Usualmente os contratos de seguro agrícola trazem em seus clausulados a clara obrigação dos segurados na condução da cultura de acordo com as recomendações técnicas dos órgãos oficiais (semeadura e germinação adequada, trato do solo, combate às pragas, atenção ao zoneamento, etc.) durante o período de vigência da apólice, sob pena de resultar em agravamento do risco, facultando o cancelamento das apólices ou a perda do direto à indenização.

A teor da regra legal, em especial da leitura do “caput” do artigo 757 do Código Civil, a seguradora obrigar-se-á pelos riscos predeterminados, ou então, riscos assumidos, de sorte que sua interpretação possibilita a eleição de riscos sobre os quais recairá a cobertura securitária, bem como a exclusão daqueles que não pretende garantir, sendo dever do segurado o pagamento do prêmio devido, a prestação das informações necessárias para a avaliação do risco, além de cumprimento das obrigações avençadas.

Neste tipo de contrato a boa-fé deve estar caracterizada pela verdade e lealdade nas informações prestadas pelas partes e cumprimento das obrigações ajustadas, nos termos dos artigos 422 e 765 do Código Civil.

Logo, com isso, os segurados precisam de se abster de praticar quaisquer atos que possam gerar a modificação do risco ou o seu agravamento.

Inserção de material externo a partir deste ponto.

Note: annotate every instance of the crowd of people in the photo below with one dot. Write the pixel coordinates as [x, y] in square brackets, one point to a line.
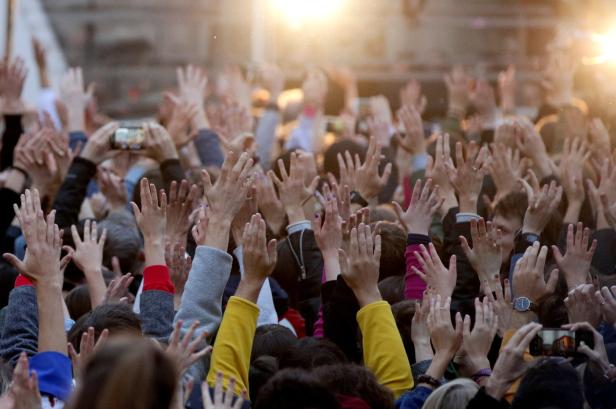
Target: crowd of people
[253, 251]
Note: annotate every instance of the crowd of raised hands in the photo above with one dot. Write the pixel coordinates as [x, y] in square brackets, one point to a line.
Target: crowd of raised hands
[245, 244]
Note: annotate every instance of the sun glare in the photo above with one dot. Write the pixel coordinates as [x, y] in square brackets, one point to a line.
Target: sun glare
[296, 13]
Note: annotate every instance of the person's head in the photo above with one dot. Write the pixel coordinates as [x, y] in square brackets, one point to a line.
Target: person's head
[127, 372]
[355, 381]
[123, 241]
[273, 340]
[119, 319]
[549, 382]
[452, 395]
[392, 289]
[78, 302]
[295, 389]
[309, 353]
[508, 217]
[393, 246]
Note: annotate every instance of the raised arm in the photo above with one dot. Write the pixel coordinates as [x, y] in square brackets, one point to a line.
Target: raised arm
[383, 347]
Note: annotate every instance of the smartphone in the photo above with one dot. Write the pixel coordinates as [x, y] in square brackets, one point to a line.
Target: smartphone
[560, 342]
[128, 138]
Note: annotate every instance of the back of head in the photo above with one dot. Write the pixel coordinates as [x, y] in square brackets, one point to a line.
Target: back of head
[273, 340]
[550, 382]
[393, 246]
[119, 319]
[128, 372]
[452, 395]
[351, 380]
[392, 289]
[123, 240]
[309, 353]
[295, 389]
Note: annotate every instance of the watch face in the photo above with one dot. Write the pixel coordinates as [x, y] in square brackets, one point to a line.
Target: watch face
[522, 304]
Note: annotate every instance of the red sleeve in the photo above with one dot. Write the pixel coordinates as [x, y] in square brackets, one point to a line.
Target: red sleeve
[157, 278]
[22, 280]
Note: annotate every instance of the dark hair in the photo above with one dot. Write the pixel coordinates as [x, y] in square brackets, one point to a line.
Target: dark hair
[117, 318]
[310, 353]
[273, 340]
[403, 314]
[512, 205]
[123, 240]
[393, 246]
[130, 372]
[550, 382]
[330, 159]
[356, 381]
[295, 389]
[78, 302]
[392, 289]
[261, 370]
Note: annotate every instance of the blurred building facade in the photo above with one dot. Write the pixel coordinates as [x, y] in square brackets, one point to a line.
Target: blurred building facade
[130, 48]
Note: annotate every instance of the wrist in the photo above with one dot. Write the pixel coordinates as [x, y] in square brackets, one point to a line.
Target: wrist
[367, 296]
[468, 203]
[295, 214]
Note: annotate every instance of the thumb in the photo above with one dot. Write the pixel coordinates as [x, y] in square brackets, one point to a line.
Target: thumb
[15, 262]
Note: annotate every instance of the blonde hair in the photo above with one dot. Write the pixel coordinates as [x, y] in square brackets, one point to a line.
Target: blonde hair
[452, 395]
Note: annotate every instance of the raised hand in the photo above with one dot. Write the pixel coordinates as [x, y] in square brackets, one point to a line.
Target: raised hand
[598, 361]
[88, 256]
[328, 235]
[184, 350]
[510, 364]
[222, 399]
[486, 256]
[424, 204]
[12, 77]
[476, 343]
[192, 83]
[502, 304]
[292, 187]
[446, 339]
[361, 269]
[541, 207]
[607, 303]
[440, 280]
[226, 197]
[42, 261]
[98, 147]
[580, 305]
[414, 140]
[87, 346]
[182, 201]
[259, 258]
[467, 176]
[152, 221]
[75, 98]
[575, 264]
[506, 168]
[528, 278]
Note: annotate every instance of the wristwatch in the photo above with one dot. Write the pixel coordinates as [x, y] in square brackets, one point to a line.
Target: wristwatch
[523, 304]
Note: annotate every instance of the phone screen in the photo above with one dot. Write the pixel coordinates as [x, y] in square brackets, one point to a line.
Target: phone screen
[559, 342]
[128, 138]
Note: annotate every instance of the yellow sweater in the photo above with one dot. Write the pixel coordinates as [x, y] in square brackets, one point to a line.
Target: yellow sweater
[231, 354]
[384, 352]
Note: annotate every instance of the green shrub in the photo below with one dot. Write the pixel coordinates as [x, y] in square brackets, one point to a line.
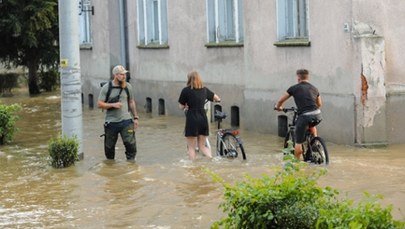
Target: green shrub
[8, 118]
[63, 151]
[292, 199]
[8, 81]
[49, 80]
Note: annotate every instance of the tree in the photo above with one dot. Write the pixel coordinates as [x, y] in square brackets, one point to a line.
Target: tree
[29, 36]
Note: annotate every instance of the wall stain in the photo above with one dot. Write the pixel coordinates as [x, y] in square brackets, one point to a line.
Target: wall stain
[364, 87]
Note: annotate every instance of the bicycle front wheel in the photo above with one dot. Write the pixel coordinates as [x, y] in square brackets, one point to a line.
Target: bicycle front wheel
[319, 152]
[231, 147]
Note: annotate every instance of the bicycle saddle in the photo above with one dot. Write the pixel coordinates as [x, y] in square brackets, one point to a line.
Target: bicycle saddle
[219, 115]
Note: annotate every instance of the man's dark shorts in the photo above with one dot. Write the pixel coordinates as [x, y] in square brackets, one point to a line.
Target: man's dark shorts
[303, 123]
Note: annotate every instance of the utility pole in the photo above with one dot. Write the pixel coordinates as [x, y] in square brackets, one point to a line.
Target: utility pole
[71, 92]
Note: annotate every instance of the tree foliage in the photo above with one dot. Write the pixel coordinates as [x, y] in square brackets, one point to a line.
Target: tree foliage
[293, 199]
[29, 35]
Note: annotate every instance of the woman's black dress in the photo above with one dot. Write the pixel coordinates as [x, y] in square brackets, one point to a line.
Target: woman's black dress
[196, 118]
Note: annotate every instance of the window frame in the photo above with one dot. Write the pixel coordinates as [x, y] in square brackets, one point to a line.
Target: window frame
[85, 24]
[224, 23]
[290, 30]
[152, 24]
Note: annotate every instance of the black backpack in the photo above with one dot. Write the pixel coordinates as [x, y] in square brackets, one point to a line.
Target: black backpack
[110, 87]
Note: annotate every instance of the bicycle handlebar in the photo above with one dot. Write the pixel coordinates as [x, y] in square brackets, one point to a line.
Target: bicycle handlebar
[285, 110]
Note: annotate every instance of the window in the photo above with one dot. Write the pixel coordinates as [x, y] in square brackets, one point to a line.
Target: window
[225, 21]
[152, 22]
[292, 19]
[86, 10]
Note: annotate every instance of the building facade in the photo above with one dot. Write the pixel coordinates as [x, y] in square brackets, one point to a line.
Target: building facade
[247, 51]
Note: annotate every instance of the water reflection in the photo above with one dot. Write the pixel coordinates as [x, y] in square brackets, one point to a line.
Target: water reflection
[162, 189]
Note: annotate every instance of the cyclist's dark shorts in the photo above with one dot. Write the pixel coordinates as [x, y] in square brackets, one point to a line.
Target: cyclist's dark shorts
[303, 122]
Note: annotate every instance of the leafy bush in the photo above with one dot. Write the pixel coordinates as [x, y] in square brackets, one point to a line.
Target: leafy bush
[8, 81]
[8, 118]
[49, 80]
[63, 151]
[292, 199]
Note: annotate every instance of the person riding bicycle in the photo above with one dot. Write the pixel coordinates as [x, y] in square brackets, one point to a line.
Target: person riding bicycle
[308, 101]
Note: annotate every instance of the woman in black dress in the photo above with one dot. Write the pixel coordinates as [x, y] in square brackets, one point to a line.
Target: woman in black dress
[192, 99]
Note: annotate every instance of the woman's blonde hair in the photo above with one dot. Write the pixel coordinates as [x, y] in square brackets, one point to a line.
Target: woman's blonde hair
[194, 80]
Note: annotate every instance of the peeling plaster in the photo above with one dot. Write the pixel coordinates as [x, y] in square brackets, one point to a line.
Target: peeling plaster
[373, 91]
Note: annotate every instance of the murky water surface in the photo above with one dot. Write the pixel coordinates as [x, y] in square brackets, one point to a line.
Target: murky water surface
[162, 189]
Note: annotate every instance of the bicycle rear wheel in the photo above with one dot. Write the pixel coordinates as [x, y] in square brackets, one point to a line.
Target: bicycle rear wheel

No entanto, a carência de defensivos agrícolas e fertilizantes no mercado – o que se configura elemento essencial para um bom manejo da cultura – frente ao impacto da guerra e questões internas que ensejam a carência de tais produtos – ainda que se configurem circunstâncias alheias à vontade dos segurados, poderá vir a demandar uma redobrada atenção por parte dos produtores na busca de soluções alternativas que lhes garanta a continuidade da condução das lavouras seguindo as normas técnicas recomendadas, sob pena aplicação da previsão de perda do direito à garantia ante o agravamento intencional do risco objeto do contrato, consoante preconizado pelo artigo 768 do CCB.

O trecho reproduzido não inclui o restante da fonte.